7. Conclusion
Autrement dit, et contrairement à ce que l’on pourrait croire, au quotidien plutôt que gérer une grosse base de molécules à laquelle il manquera toujours quelque chose, nous avons intérêt à savoir très bien gérer de nombreuses petites collections de (typiquement moins de 100) molécules. D’autant plus que cela correspond bien à nos cycles de conception (théorie, synthèse, modélisation) courts. Un cycle de ce type concernera 80-100 molécules conçues et calculées, pour 30-40 à synthétiser et a tester in vitro ou ex vivo.

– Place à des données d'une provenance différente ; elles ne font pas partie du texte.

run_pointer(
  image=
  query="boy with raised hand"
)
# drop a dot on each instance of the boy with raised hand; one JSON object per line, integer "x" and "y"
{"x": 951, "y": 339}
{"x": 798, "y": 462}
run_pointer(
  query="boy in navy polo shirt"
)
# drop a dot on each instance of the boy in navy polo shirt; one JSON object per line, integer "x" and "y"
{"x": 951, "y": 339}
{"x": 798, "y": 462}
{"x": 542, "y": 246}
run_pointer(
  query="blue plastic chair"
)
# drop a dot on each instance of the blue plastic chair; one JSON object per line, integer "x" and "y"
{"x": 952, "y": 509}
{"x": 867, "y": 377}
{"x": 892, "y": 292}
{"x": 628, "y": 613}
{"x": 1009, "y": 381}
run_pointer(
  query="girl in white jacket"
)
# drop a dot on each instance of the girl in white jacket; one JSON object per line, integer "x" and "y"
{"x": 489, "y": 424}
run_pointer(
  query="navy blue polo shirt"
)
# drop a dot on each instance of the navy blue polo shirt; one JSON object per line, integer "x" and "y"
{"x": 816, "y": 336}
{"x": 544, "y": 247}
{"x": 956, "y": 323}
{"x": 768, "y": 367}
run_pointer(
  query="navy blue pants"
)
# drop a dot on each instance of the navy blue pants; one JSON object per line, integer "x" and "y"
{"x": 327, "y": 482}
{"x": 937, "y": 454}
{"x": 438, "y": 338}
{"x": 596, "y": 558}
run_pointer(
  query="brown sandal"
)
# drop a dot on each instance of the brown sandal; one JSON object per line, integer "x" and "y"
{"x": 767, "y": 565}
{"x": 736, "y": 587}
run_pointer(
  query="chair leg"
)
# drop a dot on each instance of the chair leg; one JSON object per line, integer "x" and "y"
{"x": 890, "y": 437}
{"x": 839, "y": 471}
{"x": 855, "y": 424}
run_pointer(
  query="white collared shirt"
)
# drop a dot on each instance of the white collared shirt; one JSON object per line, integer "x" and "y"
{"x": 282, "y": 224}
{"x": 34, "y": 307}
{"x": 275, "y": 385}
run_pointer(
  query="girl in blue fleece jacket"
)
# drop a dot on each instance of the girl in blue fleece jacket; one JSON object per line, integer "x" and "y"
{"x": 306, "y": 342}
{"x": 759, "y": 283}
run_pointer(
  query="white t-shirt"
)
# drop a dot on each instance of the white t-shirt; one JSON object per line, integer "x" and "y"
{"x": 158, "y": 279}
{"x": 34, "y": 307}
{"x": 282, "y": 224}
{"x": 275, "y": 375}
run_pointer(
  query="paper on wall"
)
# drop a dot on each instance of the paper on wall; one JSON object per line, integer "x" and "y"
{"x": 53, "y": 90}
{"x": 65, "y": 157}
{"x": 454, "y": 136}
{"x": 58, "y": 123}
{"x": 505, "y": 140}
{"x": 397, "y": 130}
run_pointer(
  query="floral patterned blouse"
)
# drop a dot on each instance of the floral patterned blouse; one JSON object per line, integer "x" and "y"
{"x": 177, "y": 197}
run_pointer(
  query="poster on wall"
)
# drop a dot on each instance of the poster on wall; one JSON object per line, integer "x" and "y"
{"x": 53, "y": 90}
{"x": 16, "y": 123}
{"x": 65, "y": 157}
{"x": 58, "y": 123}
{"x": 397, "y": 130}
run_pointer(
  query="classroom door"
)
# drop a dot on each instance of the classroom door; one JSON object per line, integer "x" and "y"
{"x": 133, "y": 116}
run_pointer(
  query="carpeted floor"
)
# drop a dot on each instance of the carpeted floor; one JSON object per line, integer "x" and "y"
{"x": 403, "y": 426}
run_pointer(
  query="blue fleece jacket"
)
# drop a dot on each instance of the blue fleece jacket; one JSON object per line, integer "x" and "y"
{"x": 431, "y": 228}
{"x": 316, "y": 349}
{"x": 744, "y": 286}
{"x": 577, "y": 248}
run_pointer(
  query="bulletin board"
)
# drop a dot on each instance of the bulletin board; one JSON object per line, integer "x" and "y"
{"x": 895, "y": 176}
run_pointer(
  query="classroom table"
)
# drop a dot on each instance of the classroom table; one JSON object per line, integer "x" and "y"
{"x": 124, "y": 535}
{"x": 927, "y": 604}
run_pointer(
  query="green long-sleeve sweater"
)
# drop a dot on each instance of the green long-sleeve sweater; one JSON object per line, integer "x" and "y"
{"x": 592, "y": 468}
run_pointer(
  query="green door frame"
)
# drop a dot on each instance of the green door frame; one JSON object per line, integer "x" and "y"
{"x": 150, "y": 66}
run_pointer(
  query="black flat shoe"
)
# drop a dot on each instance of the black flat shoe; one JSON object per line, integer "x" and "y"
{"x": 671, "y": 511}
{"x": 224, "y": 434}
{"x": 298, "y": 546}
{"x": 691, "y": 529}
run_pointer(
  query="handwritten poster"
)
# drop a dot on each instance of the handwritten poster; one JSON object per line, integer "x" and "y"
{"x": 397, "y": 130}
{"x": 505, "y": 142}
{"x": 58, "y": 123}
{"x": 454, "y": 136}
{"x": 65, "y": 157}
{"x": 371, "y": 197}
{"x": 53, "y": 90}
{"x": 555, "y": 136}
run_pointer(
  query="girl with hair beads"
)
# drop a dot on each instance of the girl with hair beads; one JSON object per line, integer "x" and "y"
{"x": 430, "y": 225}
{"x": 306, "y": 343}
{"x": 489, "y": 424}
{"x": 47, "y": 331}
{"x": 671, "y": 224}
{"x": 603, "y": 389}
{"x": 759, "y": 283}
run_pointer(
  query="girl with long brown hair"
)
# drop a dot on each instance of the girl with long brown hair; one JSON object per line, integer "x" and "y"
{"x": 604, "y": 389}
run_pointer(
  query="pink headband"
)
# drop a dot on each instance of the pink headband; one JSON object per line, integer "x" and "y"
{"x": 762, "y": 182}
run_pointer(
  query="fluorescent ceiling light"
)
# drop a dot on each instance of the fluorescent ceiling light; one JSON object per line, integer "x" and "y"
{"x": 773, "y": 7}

Et tout cela passe par un transcodage entre les différents identificateurs pour une molécule (ligand) donnée. Dans ces conditions l’utilisation de tables CSVM et un continuum CSVM-SDF sont d’un intérêt opérationnel tout à fait important. C’est un des objectifs des paquetages d’interfaces dans buildez.chem qui sont plus que des surcouches de OpenBabel/Pybel ou Rdkit mais les étendent pour faciliter la gestion des flots de données de ce type. Nous disposons de plusieurs approches dans l’écosystème CSVM. Soit (1) nous utilisons une table unique (un seul fichier) ou nous avons inclus plusieurs colonnes pour coder les différents systèmes d’identification, d’autres descripteurs et les formules développées (ex: au format SMILES). Ce type d’ilot de données est suffisant, la sérialisation en SDF n’aurant d’intérêt que pour la visualisation de formules 2D et les colonnes pour le transcodage ne sont pas forcément d’un intérêt évident pour les utilisateurs finaux. Soit (2) nous n’utilisons qu’une colonne d’identifiants dans la table CSVM, identifiants adaptés et pertinents pour les utilisateurs finaux, et nous disposons d’un dictionnaire CSVM (une autre fichier CSVM) utilisable pour le transcodage. Dans ce dernier cas, il faudra être rigoureux sur le nom des colonnes dans la table CSVM à finalité SDF et dans les informations correspondantes (éléments des ‘sets’) du dictionnaire.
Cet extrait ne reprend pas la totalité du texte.